The white flesh of this vegetable is nutty, sweet and crunchy and is a good source of iron.
Kale and Cavolo Nero
Both kale and winter cabbages such as Cavolo Nero (black cabbage) are a very handy ingredient for seasonal eaters as it is one of the few green vegetables that is more abundant and flavourful during the coldest months of the year. It can be substituted for cabbage or spinach and makes a fine side dish when blanched and sautéed with garlic (a little soy and a sprinkling of chopped, roasted nuts is a lovely addition).
Looking something like a Sputnik in vegetable form, with a squat bulb and antennae-like shoots, kohlrabi is part of the cabbage family. The name translates as ‘turnip cabbage’ and the mild, sweet flavour is somewhere between a turnip and a water chestnut, with a crisp, crunchy texture. It can be found in two colours, pale green and the less common purple.

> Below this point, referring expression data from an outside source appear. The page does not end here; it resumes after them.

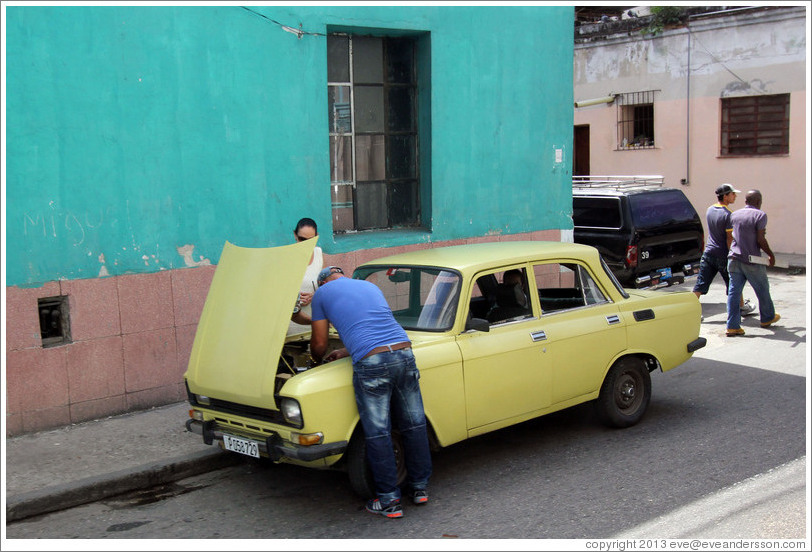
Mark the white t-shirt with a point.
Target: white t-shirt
(308, 286)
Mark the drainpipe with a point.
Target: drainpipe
(687, 180)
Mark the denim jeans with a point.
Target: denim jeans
(709, 266)
(757, 276)
(384, 383)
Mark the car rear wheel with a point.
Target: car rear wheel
(625, 393)
(358, 470)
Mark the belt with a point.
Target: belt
(389, 348)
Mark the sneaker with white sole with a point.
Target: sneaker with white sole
(771, 322)
(391, 510)
(420, 496)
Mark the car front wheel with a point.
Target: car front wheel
(625, 393)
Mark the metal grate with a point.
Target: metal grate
(755, 125)
(635, 120)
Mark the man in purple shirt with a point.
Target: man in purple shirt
(749, 239)
(720, 234)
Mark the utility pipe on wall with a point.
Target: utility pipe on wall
(595, 101)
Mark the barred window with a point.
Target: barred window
(372, 103)
(755, 125)
(635, 120)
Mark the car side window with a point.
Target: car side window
(563, 286)
(502, 296)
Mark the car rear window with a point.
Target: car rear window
(596, 212)
(661, 208)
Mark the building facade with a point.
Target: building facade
(140, 139)
(720, 97)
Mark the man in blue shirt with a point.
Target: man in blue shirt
(720, 234)
(385, 377)
(749, 239)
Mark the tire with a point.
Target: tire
(625, 393)
(358, 470)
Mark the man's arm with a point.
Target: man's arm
(762, 243)
(318, 339)
(301, 318)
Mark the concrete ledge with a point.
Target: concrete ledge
(91, 489)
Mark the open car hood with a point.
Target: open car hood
(244, 322)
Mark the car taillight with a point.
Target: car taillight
(631, 256)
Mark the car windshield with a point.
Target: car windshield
(421, 298)
(661, 208)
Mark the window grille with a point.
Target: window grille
(635, 120)
(755, 125)
(372, 103)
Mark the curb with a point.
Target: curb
(91, 489)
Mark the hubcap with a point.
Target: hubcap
(626, 392)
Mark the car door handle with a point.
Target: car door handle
(538, 336)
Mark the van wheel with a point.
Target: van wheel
(625, 393)
(358, 470)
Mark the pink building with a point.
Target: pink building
(719, 98)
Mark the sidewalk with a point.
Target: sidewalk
(53, 470)
(62, 468)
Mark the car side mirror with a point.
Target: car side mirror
(478, 324)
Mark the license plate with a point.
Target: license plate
(243, 446)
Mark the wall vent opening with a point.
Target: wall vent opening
(54, 321)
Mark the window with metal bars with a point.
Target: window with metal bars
(635, 120)
(755, 125)
(372, 103)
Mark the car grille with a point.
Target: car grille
(246, 411)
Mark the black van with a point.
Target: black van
(648, 234)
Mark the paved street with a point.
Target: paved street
(721, 453)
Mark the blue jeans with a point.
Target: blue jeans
(757, 276)
(709, 266)
(385, 382)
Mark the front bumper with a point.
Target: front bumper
(273, 446)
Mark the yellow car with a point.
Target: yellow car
(502, 332)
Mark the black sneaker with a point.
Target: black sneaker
(391, 510)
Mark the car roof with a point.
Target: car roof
(477, 256)
(617, 191)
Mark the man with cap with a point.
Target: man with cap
(385, 376)
(717, 245)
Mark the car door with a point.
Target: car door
(506, 370)
(584, 330)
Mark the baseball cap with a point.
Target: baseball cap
(726, 189)
(326, 272)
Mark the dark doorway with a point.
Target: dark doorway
(580, 159)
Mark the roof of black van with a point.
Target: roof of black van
(616, 191)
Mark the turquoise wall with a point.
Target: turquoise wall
(140, 139)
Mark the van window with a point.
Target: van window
(661, 208)
(596, 212)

Leeks are very versatile and work well cooked in various recipes or as a side dish. Like creamed leeks, rich double cream salt and pepper.
Pink Fir Apple Potatoes
One of the latest maturing salad variety, taking 22 weeks for perfection, but well worth the wait as they have an amazing flavour. Very knobbly tubers, just wash and cook whole, hot or cold.
Purple Sprouting Broccoli
After a fairly sparse couple of months on the leafy veg front, the start of the purple sprouting broccoli season marks a welcome addition to the winter vegetable palate. Simply steamed or boiled, it partners almost any fish or meat dish. Purple sprouting broccoli was initially cultivated by the Romans.
Broccoli has been grown in the UK since the early 18th century, although the purple sprouting variety has only risen to prominence in the last 30 years
A classic early French variety of potato which has been prized for over 70 years. It has a distinctive chestnut flavour. Potato ‘Ratte’ produces long, smooth skinned tubers with white skins and yellow, waxy flesh which does not disintegrate during cooking. Delicious steamed in their skins and eaten hot or cold
Botanically, rhubarb is a vegetable (it’s related to sorrel and dock) but its thick, fleshy stalks are treated as a fruit, despite their tart flavour.

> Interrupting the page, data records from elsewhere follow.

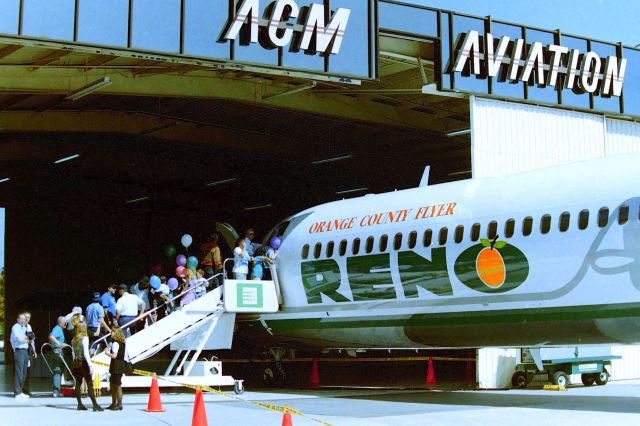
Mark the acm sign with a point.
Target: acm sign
(285, 23)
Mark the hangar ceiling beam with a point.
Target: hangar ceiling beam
(207, 85)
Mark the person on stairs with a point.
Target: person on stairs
(117, 352)
(81, 366)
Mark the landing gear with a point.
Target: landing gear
(519, 380)
(602, 378)
(588, 379)
(560, 378)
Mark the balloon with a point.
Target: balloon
(172, 283)
(192, 262)
(275, 242)
(156, 269)
(154, 282)
(186, 240)
(170, 251)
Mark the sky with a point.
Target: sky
(606, 20)
(1, 238)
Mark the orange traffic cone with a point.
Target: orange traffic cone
(286, 419)
(154, 405)
(469, 371)
(199, 412)
(315, 375)
(430, 380)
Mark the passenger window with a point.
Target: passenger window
(565, 219)
(397, 241)
(623, 215)
(475, 232)
(442, 238)
(426, 240)
(583, 219)
(355, 247)
(545, 224)
(603, 217)
(509, 228)
(383, 243)
(369, 246)
(527, 226)
(413, 237)
(330, 245)
(492, 230)
(343, 248)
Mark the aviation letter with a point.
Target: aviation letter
(471, 43)
(276, 19)
(247, 10)
(334, 31)
(613, 73)
(494, 60)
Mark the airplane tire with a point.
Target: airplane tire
(519, 380)
(602, 378)
(588, 379)
(238, 387)
(560, 378)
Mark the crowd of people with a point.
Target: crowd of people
(119, 312)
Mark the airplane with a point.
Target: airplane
(549, 257)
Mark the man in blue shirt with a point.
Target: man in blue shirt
(95, 318)
(108, 302)
(56, 339)
(250, 246)
(20, 344)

Rhubarb grows in two crops. The first, which arrives early in the year, is forced, grown under pots, particularly in what’s known as the ‘rhubarb triangle’ around Leeds, Wakefield and Bradford. Its stalks are watermelon pink, with pale lime green leaves, and it is the more tender and delicately flavoured of the two.
The second, called maincrop rhubarb, is grown outdoors, and arrives in spring. Its stalks are a deeper red, tinged with green, and its leaves a brighter green. It has a more intense flavour and a more robust texture than forced.
A root vegetable belonging to the dandelion family, salsify is also known as the oyster plant because of its oystery taste when cooked. The root is similar in appearance to a long, thin parsnip, with creamy white flesh and a thick skin. In the same way as many root vegetables, salsify can be boiled, mashed or used in soups and stews.
This late maturing Savoy Cabbage produces high quality heads that remain bright and fresh late in the season when other varieties begin to look tired. The attractive furrowed leaves retain their dark blue-green colour throughout winter, and stand well over a long period.
Dark-green winter cabbage with attractive, crinkled and blistered leaves and a robust flavour and texture. Steamed, boiled or braised.
Larger than the turnip and with a rough skin that is partly tan and partly purple, the swede’s unpolished appearance belies its fine texture and distinctive, sweet tasting flesh. When roast or mashed, swede makes a simple and tasty side dish. It can also be used to add interest to stews or in a variety of twists on mashed potato.
Potato ‘Salad Blue’ is a vigorous main crop variety that is more productive than ‘Congo’ with attractive blue/ purple flowers. Contrary to its name, the spectacular blue, floury flesh, of this unusual coloured potato is best suited to baking, roasting, mash, boiling or chips.